Depuis qu’il lui a exprimé son intension de se porter en leader politique de la province, le parti démocratique gabonais (PDG) n’a pas daigné répondre au ministre de l’Habitat. Le parti d’Ali Bongo semble craindre la confrontation avec Bruno Ben Moubamba.

Des militants du PDG de la Nyanga, lors de la tournée Faustin Boukoubi en novembre 2015. © D.R.

 

Le PDG craindrait-il la confrontation avec le ministre d’Etat en charge de l’Habitat ? Le parti d’Ali Bongo aurait-il décidé de laisser le champ libre à Bruno Ben Moubamba, qui envisage de faire de la Nyanga son fief politique ? Le mutisme du parti au pouvoir, ces derniers jours, donne libre cours à toutes les interprétations, au point que certains annoncent déjà que la province sera un bastion de l’opposition après les législatives d’avril 2018.

Il faut dire que depuis la formation du gouvernement Issoze Ngondet 2, les cadres du PDG de la Nyanga n’ont pas de raisons de faire la fête.
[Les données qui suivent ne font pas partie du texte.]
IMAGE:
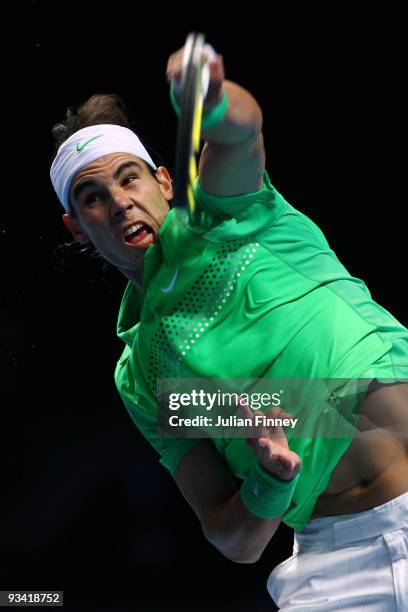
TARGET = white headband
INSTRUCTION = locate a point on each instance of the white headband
(87, 145)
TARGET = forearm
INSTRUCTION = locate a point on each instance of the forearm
(236, 532)
(242, 121)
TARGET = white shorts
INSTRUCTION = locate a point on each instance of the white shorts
(350, 562)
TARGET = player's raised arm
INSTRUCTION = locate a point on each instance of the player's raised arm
(233, 157)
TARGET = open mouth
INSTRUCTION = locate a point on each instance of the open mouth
(139, 234)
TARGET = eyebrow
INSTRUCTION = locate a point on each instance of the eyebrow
(92, 184)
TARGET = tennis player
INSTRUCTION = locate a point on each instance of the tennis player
(255, 292)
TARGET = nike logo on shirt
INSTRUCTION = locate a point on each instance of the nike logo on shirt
(170, 287)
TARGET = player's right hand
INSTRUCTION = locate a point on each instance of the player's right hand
(271, 446)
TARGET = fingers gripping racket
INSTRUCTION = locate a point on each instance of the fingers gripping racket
(193, 89)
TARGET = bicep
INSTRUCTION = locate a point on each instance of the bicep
(232, 169)
(204, 479)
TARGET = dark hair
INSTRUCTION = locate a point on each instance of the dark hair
(100, 108)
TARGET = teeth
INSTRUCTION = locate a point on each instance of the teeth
(132, 228)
Regrettant que leur province n’y soit représentée que par un ministre délégué, certains bouderaient les instances du parti, au point de songer à laisser toute sa chance à l’ancien candidat de la présidentielle d’août 2016. D’autres estiment que l’opposant bénéficie du soutien du «distingué camarade», pour le bien duquel il a d’ailleurs dit vouloir assurer «un leadership responsable» dans la province.

Comme il fallait s’y attendre, devant le silence et l’abdication du PDG, seule l’opposition a réagi à l’annonce du président de l’Alliance pour le changement et le renouveau (ACR). «Mr Moubamba n’aura pas de bastion politique, ni de leadership et ne sera jamais élu dans la province de la Nyanga», a notamment réagi Jonathan Ignoumba, ancien PDGiste, aujourd’hui militant des Démocrates de Guy Nzouba Ndama. Il se positionne déjà comme le principal adversaire du membre du gouvernement, et assure que Bruno ben Moubamba aura le même sort que ceux qui, comme Pierre-Claver Maganga Moussavou ou Didjob Divungi Di Dinge, ont tenté de s’emparer du leadership politique dans la Nyanga. Chez Les Démocrates, l’on conseille d’ores déjà à l’ancien vice-Premier ministre d’aller voir ailleurs qu’à Moabi, où il envisage de se présenter pour les prochaines législatives.

Au comité central du bureau politique du PDG-Nyanga où le vide laissé par Séraphin Moundounga n’a toujours pas été comblé, on semble avoir du mal à trouver une vraie force de contradiction à Bruno Ben Moubamba. C’est à croire qu’Alexis Boutamba et ses compagnons du PDG s’apprêtent à accepter de laisser leur place aux cadres de l’ACR dans la province.